2. See your hole cards, decide pre-flop
The first VRF request deals your two hole cards. Play 2× to continue, or fold.
3. Flop, Turn, River
Each street's cards are dealt by their own VRF request. At each one you can add a 1× raise or check.
4. Showdown
The dealer's hole cards are revealed by the final VRF request. Hands are compared and the Ante, all your Plays/raises, and the Bonus settle in one transaction.
How it differs from Ultimate Texas Hold'em
Both are heads-up Hold'em against the dealer with staged VRF, but they're different games:
Raise structure
One raise only (3× / 2× / 1×, earlier = bigger)

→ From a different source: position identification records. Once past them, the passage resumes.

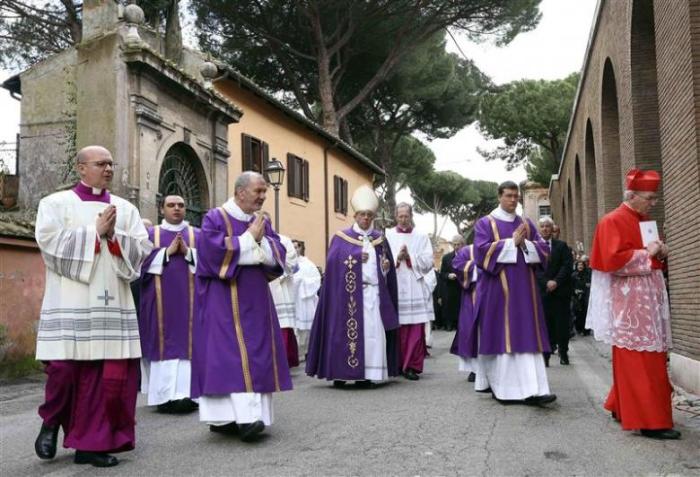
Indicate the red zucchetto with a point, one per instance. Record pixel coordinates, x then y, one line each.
640 180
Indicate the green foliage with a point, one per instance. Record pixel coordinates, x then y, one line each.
31 30
540 166
525 114
432 92
478 198
308 50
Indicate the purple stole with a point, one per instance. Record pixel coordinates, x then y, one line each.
167 301
336 345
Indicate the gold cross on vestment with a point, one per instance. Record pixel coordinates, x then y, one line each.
350 262
106 297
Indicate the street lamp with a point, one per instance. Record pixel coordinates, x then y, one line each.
275 176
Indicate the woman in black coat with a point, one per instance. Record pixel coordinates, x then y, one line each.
581 279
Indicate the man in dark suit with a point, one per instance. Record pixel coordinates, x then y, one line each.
555 288
451 291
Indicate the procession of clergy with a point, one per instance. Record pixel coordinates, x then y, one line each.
226 309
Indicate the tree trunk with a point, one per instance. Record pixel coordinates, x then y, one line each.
173 33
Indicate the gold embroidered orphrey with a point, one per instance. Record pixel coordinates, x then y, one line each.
351 322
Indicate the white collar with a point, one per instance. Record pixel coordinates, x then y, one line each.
95 190
500 214
357 229
165 225
232 208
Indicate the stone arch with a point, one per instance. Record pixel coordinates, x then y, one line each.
645 100
181 173
578 212
590 185
610 135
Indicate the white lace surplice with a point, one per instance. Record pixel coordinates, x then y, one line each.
629 308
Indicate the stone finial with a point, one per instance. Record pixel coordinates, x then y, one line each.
133 16
209 71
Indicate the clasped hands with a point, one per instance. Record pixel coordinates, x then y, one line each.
658 249
519 235
178 245
257 227
106 220
386 264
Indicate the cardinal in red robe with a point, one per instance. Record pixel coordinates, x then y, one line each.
629 309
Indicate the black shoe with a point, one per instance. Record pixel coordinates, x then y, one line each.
249 432
184 406
230 429
564 358
45 444
670 434
96 459
365 384
166 407
410 375
538 400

Play 2× pre-flop, then optional 1× at flop, turn, and river
Dealer qualifier
Yes (affects Ante)
None
Ante pays
1:1 on win when dealer qualifies
1:1 only on Straight-or-better player win
Side bet
Blind (scales with your winning hand)
Bonus (scales with starting hole cards)
Ultimate rewards committing early with a big single raise. Bonus rewards staying in and adding pressure street by street, and its side bet is a bet on the quality of the hole cards rather than the final hand.
Why this matters
Multi-street Hold'em against a dealer only works if the board and the dealer's hand are genuinely unknown when you decide to keep raising. If the turn or the dealer's hole cards were readable from storage, a player could raise only when guaranteed to win. Overtime's staged VRF generates each street's cards exactly when the game reveals them, from independent verifiable random words, with the dealer's hand drawn last. The paytables - Ante rule, raise structure, and the full Bonus ladder - are fixed in code. You can verify, hand by hand, that nothing was ever stacked against you.